I just got off the phone from speaking to someone, whilst speaking, I was drawing myself – I wondered whether I was doing the right thing, I was questioned about how I treat people. Am I really fair? All this social justice and values that I preach, do I actually practice them? I am left disturbed more than I should be. An imposition of thoughts that reflect someones else’s will upon me. That I am being judged.

As the day went on today, I made it a point that I would draw – I grabbed my pad and pencil case and off I went – I managed some quick doodles whilst on the rickshaw, the rest of the day spent with friends.

Bizarre dreams aside, 2014, on reflection has been immense. It will take a while for it all to sink in. I keep thinking to do a Paraa post, an update on the work and the research, but I get overwhelmed by it.

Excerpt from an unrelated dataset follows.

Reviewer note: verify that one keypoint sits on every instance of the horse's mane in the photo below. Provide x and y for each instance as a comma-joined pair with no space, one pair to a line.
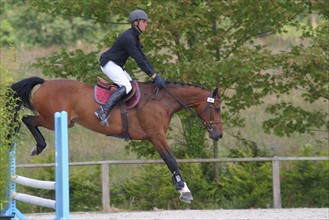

The drawing expresses how I feel today. thoughtful, calm. steady. focused again.

I went to New Market to buy a book – currently reading Oscar Wilde’s The Picture of Dorian Gray, I picked up a Roald Dahl book  – My Uncle Oswald. To help escape the madness that grips me at times, and to rebalance my own thoughts.

An email from a friend talking about new years resolutions – I replied – ‘to continue drawing and letting go as best I can to Love. To not be afraid.’

Well, it means picking up the pencils and pens and continuing on. Looking at myself in the mirror, drawing what I see. Being honest to myself has been important, it has also been terribly tough. I have a wonderful group of people around me though, both family and friends to keep me going in the tough moments that life throws.